La doctrine est celle-ci : je la prends non-seulement dans saint Augustin, mais dans les auteurs qui développent ou commentent ses idées.


« Alaric a été l’envoyé de Dieu, chargé de châtier Rome idolâtre ; il est venu faire la guerre aux idoles et abolir leur culte ; les Goths sont des libérateurs et des vengeurs du christianisme.

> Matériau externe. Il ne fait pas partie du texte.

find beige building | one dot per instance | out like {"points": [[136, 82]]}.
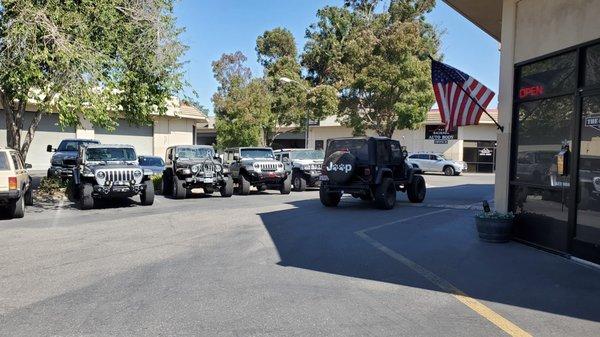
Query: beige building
{"points": [[177, 126], [548, 158]]}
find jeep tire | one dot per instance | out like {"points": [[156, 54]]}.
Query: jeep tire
{"points": [[178, 190], [344, 160], [16, 209], [329, 199], [244, 185], [385, 194], [416, 190], [86, 200], [299, 183], [226, 189], [286, 185], [147, 195]]}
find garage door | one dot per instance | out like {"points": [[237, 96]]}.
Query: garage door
{"points": [[48, 132], [140, 137]]}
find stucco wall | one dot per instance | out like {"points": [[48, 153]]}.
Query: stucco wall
{"points": [[545, 26]]}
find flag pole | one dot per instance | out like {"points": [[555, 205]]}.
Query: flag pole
{"points": [[500, 127]]}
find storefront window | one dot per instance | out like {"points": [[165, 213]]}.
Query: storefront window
{"points": [[548, 77], [592, 65], [544, 127]]}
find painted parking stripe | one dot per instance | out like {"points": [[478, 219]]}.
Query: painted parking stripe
{"points": [[478, 307]]}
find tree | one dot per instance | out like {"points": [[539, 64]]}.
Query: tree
{"points": [[378, 61], [101, 60], [293, 102], [242, 104]]}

« On n’entend de toutes parts que ceci : « Rome a péri dans les temps chrétiens ; elle a péri au milieu des sacrifices des chrétiens. » Mais Troie, dont elle est issue, n’a-t-elle pas péri comme elle dans les flammes, au milieu des sacrifices des païens ? Rome a été incendiée dans les temps chrétiens ; mais elle l’a été plusieurs fois dans les temps païens : les Gaulois l’ont brûlée et ont campé un an sur ses cendres ; le hasard l’a fait brûler en l’an 700 de sa fondation, et Néron y a mis le feu pour son plaisir ; la religion chrétienne est-elle aussi responsable de ces catastrophes ?

« Quelle chose d’ailleurs a brûlé ? Des pierres, du bois, des maisons, de grandes murailles : les hommes avaient placé avec ordre des pierres sur des pierres, d’autres hommes les ont bouleversées. C’était là une Rome passagère, périssable comme toute œuvre humaine. La vraie Rome est dans la société des Romains ; celle-là vit encore et continuera de vivre, si les Romains ne blasphèment pas le Dieu vivant, s’ils ne mettent pas leur confiance dans des dieux de bois et de pierre.